El primer rasgo común es que todos los levantamientos tienden a empezar con muy poco –un puñado de gente valerosa que se manifiesta en torno a algo. Y luego, si prenden, lo cual es en gran medida impredecible, se vuelven masivos.
De pronto no es sólo el gobierno que está bajo asedio sino, hasta cierto punto, el Estado como Estado. Estos levantamientos son una combinación de aquellos que llaman a remplazar al gobierno por uno mejor y aquellos que cuestionan la mera legitimidad del Estado. Ambos grupos invocan la democracia y los derechos humanos, aunque las definiciones que brinden de estos dos términos sean muy variadas. En general, la tonalidad de estos levantamientos comienza del lado izquierdo de la arena política.

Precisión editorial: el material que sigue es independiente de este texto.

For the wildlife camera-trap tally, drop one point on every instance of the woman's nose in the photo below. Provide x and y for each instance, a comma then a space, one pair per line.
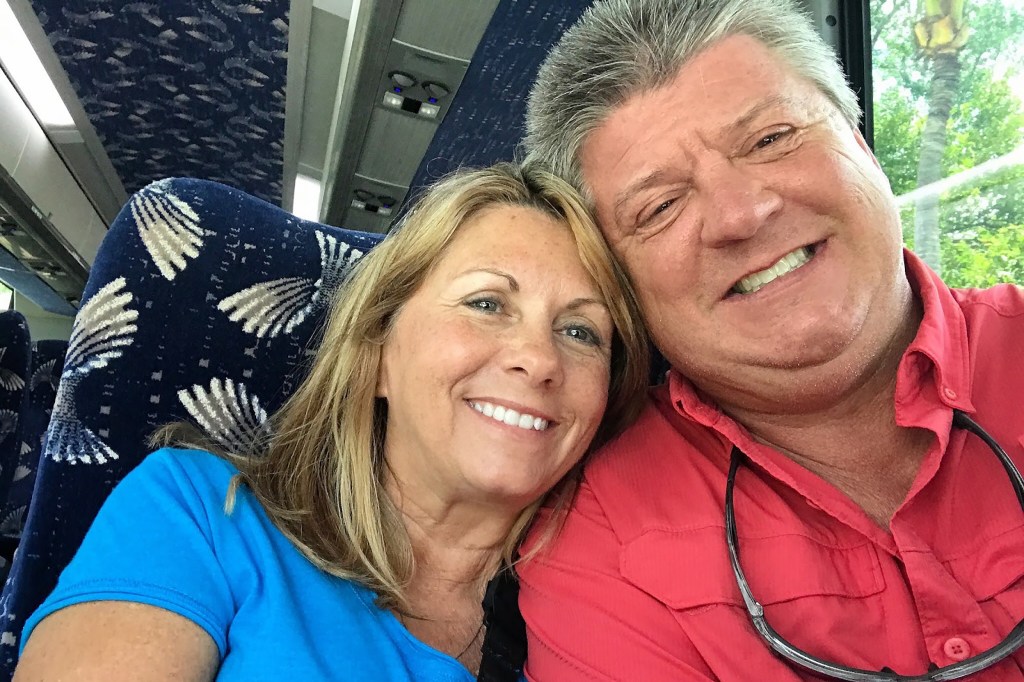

Por supuesto, los gobiernos en el poder reaccionan. Cada uno intenta reprimir el levantamiento o intenta apaciguarlo con algunas concesiones, o intenta ambas respuestas. Con frecuencia la represión resulta, pero en ocasiones es contraproducente para el gobierno en el poder, y atrae más gente a las calles. Las concesiones funcionan con frecuencia, pero algunas veces son contraproducentes para el gobierno, y conducen a que la gente en la calle escale sus demandas. Hablando en general, los gobiernos intentan la represión más que las concesiones. Y, por lo general, la represión tiende a funcionar en un relativamente corto plazo.
El segundo rasgo común de estos levantamientos es que ninguno continúa a gran velocidad por demasiado tiempo. Quienes protestan se rinden ante las medidas represivas. O se ven cooptados, hasta cierto punto, por el gobierno. O los desgasta el enorme esfuerzo requerido para las manifestaciones continuadas. Este desvanecimiento de las protestas abiertas es absolutamente normal. Esto no indica el fracaso de las mismas.
Ése es el tercer rasgo común de los levantamientos. Sea como sea que llegue asu fin, nos brindan un legado. Han cambiado en algo la política del país, y casi siempre para mejorar. Han puesto en la agenda pública un asunto importante, como por ejemplo las desigualdades. O han incrementado el sentido de dignidad de los estratos bajos de la población. O han incrementado el escepticismo en torno a la verbosidad con la que los gobiernos tienden a enmascarar sus políticas.
El cuarto rasgo común es que, en todos los levantamientos, muchos de los que se unen, en especial si se unieron tarde, no lo hacen para profundizar los objetivos iniciales, sino para pervertirlos o para impulsar hacia el poder político a grupos de derecha, diferentes de quienes están en el poder pero de ningún modo gente más democrática o que impulse los derechos humanos.
El quinto rasgo común es que todos se ven embrollados en el forcejeo geopolítico. Los gobiernos poderosos fuera del país en el que ocurre el desasosiego trabajan duro, aunque no siempre con éxito, para ayudar a que los grupos que le son favorables a sus intereses se hagan del poder. Esto ocurre con tanta frecuencia que, por ahora, una de las cuestiones inmediatas acerca de un levantamiento particular es siempre, o debería ser siempre, cuáles serán las consecuencias para el sistema-mundo como un todo. Esto es muy difícil, dado que las consecuencias geopolíticas potenciales pueden conducir a que alguien quiera ir en dirección opuesta a la inicial dirección antiautoritaria.
Finalmente, recordemos que en esto, como en todo lo que ocurre ahora, estamos en medio de una transición estructural que va de una economía-mundo capitalista que se desvanece a un nuevo tipo de sistema. Pero ese nuevo tipo de sistema podría resultar mejor o peor. Ésa es la real batalla en los próximos 20-40 años, y el cómo nos comportemos aquí, allá o en todas partes deberá decidirse en función de esta importante batalla política fundamental a nivel mundial.